A High Court challenge in October to halt UK remote gambling licensing was dismissed when it was found that the Gibraltar Betting and Gaming Association (GBGA) had “not established that the new regime is unlawful under EU law or domestic law”.
In the Administrative Court Mr Justice Green, added: “It is neither disproportionate, nor discriminatory, nor is it irrational”, as had been claimed by the GBGA.
However, he also concluded that Gibraltar is not to be treated as the same Member State as the UK and it is this aspect that has prompted the bid for a fresh Judicial Review, this time on the discriminatory effect of the new tax as it impacts on the provision of services between EU member states – a matter the GBGA regards as “of unparalleled constitutional importance”.
The hope is that a judge will be appointed to examine the validity of the claim and potential for Judicial Review – the stage at which the first JR bid failed – by November and, if supported, that there will be a full High Court hearing expedited before the new tax comes into effect on 1st December 2014.
Concern at the UK’s actions are not just rooted in the financial implications, given that the gaming sector accounts for a quarter of Gibraltar’s economy.
There have been claims that some companies may desert Gibraltar so as to avoid paying double taxation in both UK and Gibraltar jurisdictions. That potentially affects The Rock’s income from income, corporation and gaming tax and puts operators at a commercial disadvantage not just to UK operators, but particularly to rogue operators elsewhere over which the UK Gambling Commission has no jurisdiction and will be unable to enforce its regulations.
The effect of all that, it is argued, is also to weaken consumer protection. It could mean that “responsible foreign operators are forced to raise prices” [ie. offer less favourable odds or a high rake] says the GBGA, encouraging many consumers to move to companies with no regulation and lower overheads and where they “will face increased risks of fraud, non-payment and abuse”.
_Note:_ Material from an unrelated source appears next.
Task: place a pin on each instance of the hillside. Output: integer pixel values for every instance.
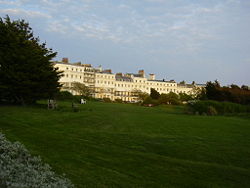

The GBGA case also maintains that the tax is a restriction on the provision of services between EU member states and there are “no equivalent precedents of the UK Government seeking to tax entities abroad in respect of the provision of services into the UK without going through the appropriate route of seeking harmonization through the EU”.
Again Mr Justice Green’s finding is encouraging. He pointed out: “Case law also establishes that measures restricting the freedom to provide services between Member States may not be justified on purely economic grounds”. He maintained that “a restriction designed to raise tax would be an economic objective and, as such, inadmissible as a justification.”